Ende Januar wird sie das Unternehmen verlassen und in ihren Ruhestand gehen. Ein Nachfolger für ihre Stelle ist bereits gefunden: Thomas Pfalzgraf aus Augsburg tritt im Februar seinen Dienst und damit das Erbe von Ingrid Vogel an. „Der Abschied aus Leisnig fällt mir schwer“, gesteht Vogel in ihren Dankesworten. In Leisnig habe sie in zwanzig Jahren mehr Zeit zugebracht als an ihrem Wohnort Rammenau. Im gleichen Zeitraum entwickelte sich Kerateam zur Nummer Eins der Deutschen Keramik-Produktion. Der Umsatz wuchs von vier Millionen auf jetzt 46 Millionen Euro im Jahr. Und Ingrid Vogel verkündete noch etwas ganz Aktuelles: Seit dem 1. Januar wurde für die Beschäftigten die Bezahlung nach Flächentarifvertrag durchgesetzt.

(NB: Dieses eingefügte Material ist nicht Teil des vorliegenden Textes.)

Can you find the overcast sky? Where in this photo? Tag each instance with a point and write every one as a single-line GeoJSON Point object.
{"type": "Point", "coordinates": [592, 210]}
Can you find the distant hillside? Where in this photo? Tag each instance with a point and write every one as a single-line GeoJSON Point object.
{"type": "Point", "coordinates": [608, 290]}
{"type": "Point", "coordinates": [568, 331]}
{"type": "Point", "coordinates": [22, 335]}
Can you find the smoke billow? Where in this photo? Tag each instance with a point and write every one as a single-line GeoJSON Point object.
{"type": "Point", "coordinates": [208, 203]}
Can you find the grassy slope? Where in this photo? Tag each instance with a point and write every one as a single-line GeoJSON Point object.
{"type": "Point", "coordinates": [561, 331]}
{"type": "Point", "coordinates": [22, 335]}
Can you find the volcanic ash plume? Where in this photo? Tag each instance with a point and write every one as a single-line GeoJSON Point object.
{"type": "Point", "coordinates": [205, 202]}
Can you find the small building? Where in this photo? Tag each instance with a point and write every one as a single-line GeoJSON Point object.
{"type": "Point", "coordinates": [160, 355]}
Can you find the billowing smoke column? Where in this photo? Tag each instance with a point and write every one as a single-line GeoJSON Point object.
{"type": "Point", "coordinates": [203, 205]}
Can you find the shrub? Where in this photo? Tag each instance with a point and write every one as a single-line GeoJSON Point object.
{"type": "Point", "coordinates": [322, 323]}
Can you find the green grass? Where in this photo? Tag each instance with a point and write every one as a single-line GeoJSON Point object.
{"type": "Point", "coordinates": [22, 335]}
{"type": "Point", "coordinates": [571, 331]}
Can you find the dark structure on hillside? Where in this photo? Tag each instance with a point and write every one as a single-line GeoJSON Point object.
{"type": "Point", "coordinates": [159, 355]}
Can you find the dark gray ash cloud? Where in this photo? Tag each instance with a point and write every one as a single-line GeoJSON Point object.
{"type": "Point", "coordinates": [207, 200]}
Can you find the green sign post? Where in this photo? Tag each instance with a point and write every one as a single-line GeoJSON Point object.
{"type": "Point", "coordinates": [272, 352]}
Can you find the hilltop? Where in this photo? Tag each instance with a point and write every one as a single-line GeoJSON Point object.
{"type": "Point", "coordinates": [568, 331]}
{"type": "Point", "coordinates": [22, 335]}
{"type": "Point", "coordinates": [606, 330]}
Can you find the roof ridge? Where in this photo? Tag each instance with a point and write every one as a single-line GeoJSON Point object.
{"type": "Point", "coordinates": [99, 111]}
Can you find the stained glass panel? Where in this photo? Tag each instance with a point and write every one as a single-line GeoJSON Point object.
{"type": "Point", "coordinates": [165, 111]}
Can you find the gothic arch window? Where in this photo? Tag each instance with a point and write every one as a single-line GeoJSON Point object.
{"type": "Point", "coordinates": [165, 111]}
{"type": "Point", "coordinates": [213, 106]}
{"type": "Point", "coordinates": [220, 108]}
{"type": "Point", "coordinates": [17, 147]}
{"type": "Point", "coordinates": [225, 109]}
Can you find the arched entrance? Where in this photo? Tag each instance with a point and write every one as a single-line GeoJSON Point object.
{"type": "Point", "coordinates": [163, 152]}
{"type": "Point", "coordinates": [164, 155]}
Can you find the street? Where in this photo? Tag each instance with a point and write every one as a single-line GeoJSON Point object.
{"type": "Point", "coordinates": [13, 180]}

Bürgermeister Tobias Goth betonte des Weiteren in seiner Laudatio auf die Leisniger Feuerwehrleute aller Ortswehren, wie sehr er die Belastbarkeit sowie die fachliche Kompetenz der Kameraden wertschätzt. Die Bedeutung der Feuerwehr sei nicht allein bei Brand- und anderen Einsätzen sehr hoch zu schätzen. Auch als Kulturträger sei die Feuerwehr vielerorts auch nicht wegzudenken. Deshalb wurden neben den Leitern der acht Ortswehren auch die Vorsitzenden der vier auf dem Kommunengebiet existierenden Feuerwehrvereine von Leisnig, von Brösen-Gorschmitz, Beiersdorf-Naunhof sowie von Clennen in die Auszeichnung einbezogen, gleichfalls zudem der Leiter der Jugendfeuerwehr. Stellvertretend für alle Kameraden dankte Stadtwehrleiter Bernd Starke für die Würdigung und hob die gute Zusammenarbeit der Verwaltung und des Rates mit der Feuerwehr hervor. Goth deutete an, dass der aktuelle Feuerwehrbedarfsplan eine Zäsur für die Feuerwehrabteilungen vorsieht: In der Struktur mit acht einzelnen Ortswehren wird sie in wenigen Jahren aufhören zu existieren.